The Problem
I have a series of measurements for which I have to calculate the first and second derivative numerically in a "live" fashion, i.e. using only previous data.
This is easy for the first derivative:
$f'(x) \approx \frac{f(x) – f(x-h)}{h}$
For the second derivative I use this formula:
$f''(x) \approx \frac{f(x) – 2f(x-h) + f(x-2h) }{h^2}$
The problem I have is that the results are a good estimate only for "previous" values of $x$.
I.e. $f'(x)$ yields a good estimate for $x-\frac12 h$ and
$f''(x)$ yields a good estimate for $x-h$. This is because the formulae I use are indeed the central formulae at these points,
e.g.
$f'(x + \frac12 h) = \frac{f(x+\frac h2)-f(x-\frac h2)}{2 \frac h2}$
The question
Is there a way to create a better estimate for the second derivation but still stick to using only "previous" points?

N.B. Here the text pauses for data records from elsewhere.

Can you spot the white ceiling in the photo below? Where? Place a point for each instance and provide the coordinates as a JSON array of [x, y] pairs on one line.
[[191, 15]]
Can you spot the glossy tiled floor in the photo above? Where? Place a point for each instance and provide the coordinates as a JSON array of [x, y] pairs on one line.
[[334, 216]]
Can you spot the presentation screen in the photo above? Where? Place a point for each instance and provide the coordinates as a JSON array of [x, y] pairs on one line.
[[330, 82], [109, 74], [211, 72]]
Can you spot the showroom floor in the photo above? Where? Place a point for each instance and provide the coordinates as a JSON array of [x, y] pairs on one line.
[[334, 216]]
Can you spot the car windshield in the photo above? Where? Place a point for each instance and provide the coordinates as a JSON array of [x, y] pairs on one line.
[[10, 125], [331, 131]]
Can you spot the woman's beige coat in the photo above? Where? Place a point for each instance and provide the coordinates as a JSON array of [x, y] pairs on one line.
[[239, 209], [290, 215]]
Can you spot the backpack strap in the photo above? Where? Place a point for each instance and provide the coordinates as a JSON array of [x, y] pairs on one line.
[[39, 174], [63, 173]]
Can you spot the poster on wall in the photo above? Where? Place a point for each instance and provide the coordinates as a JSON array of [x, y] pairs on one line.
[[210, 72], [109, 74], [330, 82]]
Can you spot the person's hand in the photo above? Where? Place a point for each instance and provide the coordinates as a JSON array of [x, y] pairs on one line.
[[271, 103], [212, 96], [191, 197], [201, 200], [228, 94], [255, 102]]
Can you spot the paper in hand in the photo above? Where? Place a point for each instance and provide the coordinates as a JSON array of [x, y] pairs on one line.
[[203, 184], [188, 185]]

Comparison of approaches so far
I visualized the three approaches so far, using $f(x) = \operatorname{sin}(2x)$ as an example and $h = 0.16$:
- orange diamond: based on $f''(x) \approx \frac{f(x) – 2f(x-h) + f(x-2h) }{h^2}$
- pink cross: The points from orange diamond translated by $(-h,0)$
- green circle: Using 4 points for approximation yielding $f''(x)\approx \frac{2 f(x) – 5f(x-h) + 4 f(x-2h)- f(x-3h)}{h^2}$ as suggested by gammatester
Note: If you do a linear extrapolation of $f''(x-2h)$ and $f''(x-h)$ (using a central differential approach) like $f''(x) = 2 f''(x-h) – f''(x-2h)$ as suggested by Hagen von Eitzen, you'll end up with the same formula as proposed by gammatester.

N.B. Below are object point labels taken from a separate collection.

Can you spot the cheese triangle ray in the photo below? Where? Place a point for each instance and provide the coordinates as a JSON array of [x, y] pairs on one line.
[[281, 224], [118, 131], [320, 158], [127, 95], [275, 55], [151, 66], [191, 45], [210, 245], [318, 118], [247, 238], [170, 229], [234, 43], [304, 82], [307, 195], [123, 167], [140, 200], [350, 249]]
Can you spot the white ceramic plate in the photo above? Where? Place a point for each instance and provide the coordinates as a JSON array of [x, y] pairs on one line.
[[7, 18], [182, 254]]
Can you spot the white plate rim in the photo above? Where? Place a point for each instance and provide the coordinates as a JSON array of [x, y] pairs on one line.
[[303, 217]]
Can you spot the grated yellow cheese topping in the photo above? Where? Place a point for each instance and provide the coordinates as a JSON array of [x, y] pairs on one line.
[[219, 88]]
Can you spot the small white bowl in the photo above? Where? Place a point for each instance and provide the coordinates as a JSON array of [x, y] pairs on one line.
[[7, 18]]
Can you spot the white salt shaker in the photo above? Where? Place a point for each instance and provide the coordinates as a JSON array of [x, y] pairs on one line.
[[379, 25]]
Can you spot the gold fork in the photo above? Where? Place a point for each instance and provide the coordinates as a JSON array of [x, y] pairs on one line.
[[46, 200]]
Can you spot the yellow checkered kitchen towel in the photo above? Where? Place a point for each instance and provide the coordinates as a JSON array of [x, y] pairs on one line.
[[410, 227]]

It seems to me that adding more points to the formulae not necessarily decreases the error, especially if the "scanning distance" $h$ is quite large.

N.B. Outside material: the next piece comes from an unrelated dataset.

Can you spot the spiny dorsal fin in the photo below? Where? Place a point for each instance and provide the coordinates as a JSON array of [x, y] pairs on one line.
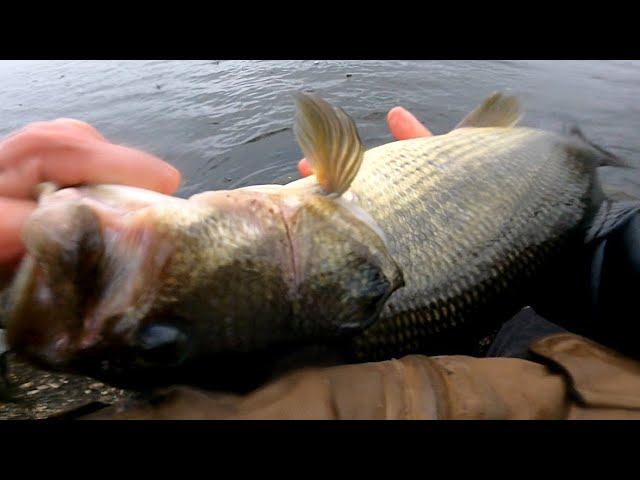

The same function with $h = 0.06$:
The solution
I did take me some time but after I tested the higher accuracy formulae the wikipedia page gammatester mentioned, I found a formula that is quite accurate and only uses previously gathered data.
$f''(x) \approx \frac{ \frac{469}{90} f(x-0h) −\frac{223}{10} f(x-1h) + \frac{879}{20} f(x-2h) −\frac{949}{18} f(x-3h) + 41 f(x-4h) −\frac{201}{10} f(x-5h) +\frac{1019}{180} f(x-6h)− \frac{7}{10} f(x-7h)}{h^2} $
Best Answer
If you can use four points for the second derivative you have $$ f''(x)\approx \frac{2 f(x) - 5f(x-h) + 4 f(x-2h)- f(x-3h)}{h^2}$$ The error term is $$\frac{11}{12} f^{(4)}(\xi_0) h^2- f^{(5)}(\xi_1)h^3 + O(h^4)$$ with $x-3h \le \xi_0, \xi_1 \le x.$
The given formula can be found at many source, see e.g. the last one at Wikipedia; the error term can be computed by expanding the expression as a series in $h$.